Perhaps one of the more confusing countries to recruit the right candidate for is Indonesia. The people here, as in many Asian cultures, will almost always avoid using the word “no.” Indonesians would prefer to tell you what you want to hear, rather than tell you no.

Disagreeing is seen as impolite and is to be avoided. It’s not uncommon for Americans doing business in Indonesia to be under the assumption they have closed a deal, to later learn that the signatures on the contract or product deliveries will never go through.

Is that dress cut too low? Is that appropriate footwear? Employees working in foreign countries for U.S. companies are generally not covered by U.S. employment laws that cover issues like sexual harassment, age discrimination, and worker safety. Workers are generally covered by the laws in their own country, which tend to be less strict or rarely enforced.

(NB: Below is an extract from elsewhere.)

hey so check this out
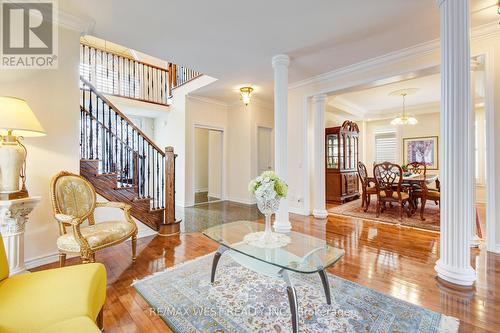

One more very important key to recruiting in a foreign country is the role of teamwork. How has the potential employee previously interacted in a team environment? In many foreign countries, this is crucial to garnering the respect of your fellow employees.

We all know the importance of teamwork, but if you don’t ask for input from other members of your team, it may be taken as an insult. Don’t just assume what you think is how everyone else feels. Always make a point to ask the opinions of others around you.

As a recruiter, there are some key questions you should always ask before presenting talent in a foreign country:

  • What experience does the candidate have in this country? Did he or she previously spend time here? Has the potential employee worked successfully in other foreign countries?
  • What has the candidate done in the past to adapt to unfamiliar situations? Is he or she flexible in nature and ready to gain knowledge of new cultures and foreign business practices?
  • Are there any obligations the prospect has in the United States that would make an overseas relocation a bad choice?

Looking for the right talent to fill a position overseas can be a daunting task for a recruiter. The need for labor — especially at the senior level — has never been higher for U.S. companies with a presence in other countries.